The question at hand is whether contemporary Kenya is a genuine democracy. It would, on the surface, seem like an easy question to answer either yes or no. Either Kenya is a democracy or it is not. However, the geopolitical reality of modern Kenyan politics makes the question slightly more difficult to answer than in clear-cut yes or no answers.
Norman Miller describes Kenya as a “highly fragmented and differentiated society. It is a land of social contrast and contradiction that has been shaped in part by the competitive free-enterprise ethic and in part by the forces of its history and environment.” During the late 19th century, the area that is known as Kenya became part of the British Empire, and Kenya remained a British colony until 1963. The colonial legacy is strong in East Africa, and remnants remain unto the present day, especially in Kenya where parasitical elite of senior politicians and civil servants continue to squeeze the rural areas of untold wealth.
Kenya’s native population began chafing at British rule during the 1930s.

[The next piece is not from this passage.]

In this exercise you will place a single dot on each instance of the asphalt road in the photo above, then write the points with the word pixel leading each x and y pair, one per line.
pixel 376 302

In 1944, a nationalist organization, the Kenya African Union (KAU), was formed by Kenyan elites in order to fight for independence. The group was led by Jomo Kenyatta. However, forces within Kenya during the late 1940s saw KAU as too moderate, and by the early 1950s there was a full-fledged militant resistance movement in Kenya, the Mau Mau. Mau Mau leaders wanted an immediate end to colonization and the return of stolen lands. The Mau Mau were prepared to, and eventually did, embrace violence as the means to achieve their goals.
But both the might of the British Empire and the forces of moderation proved to great for the Mau Mau, and on December 12, 1963, Kenya became Africa’s 34th independent state. Jomo Kenyatta was sworn in as the new nation’s first Prime Minister. A year later, Kenya became a republic, with Kenyatta as the first President. The Westminster model of government, adopted as part of the Commonwealth, was abandoned. Provincial administration became the direct responsibility of the president, and the Senate was dissolved, leaving a unicameral Assembly.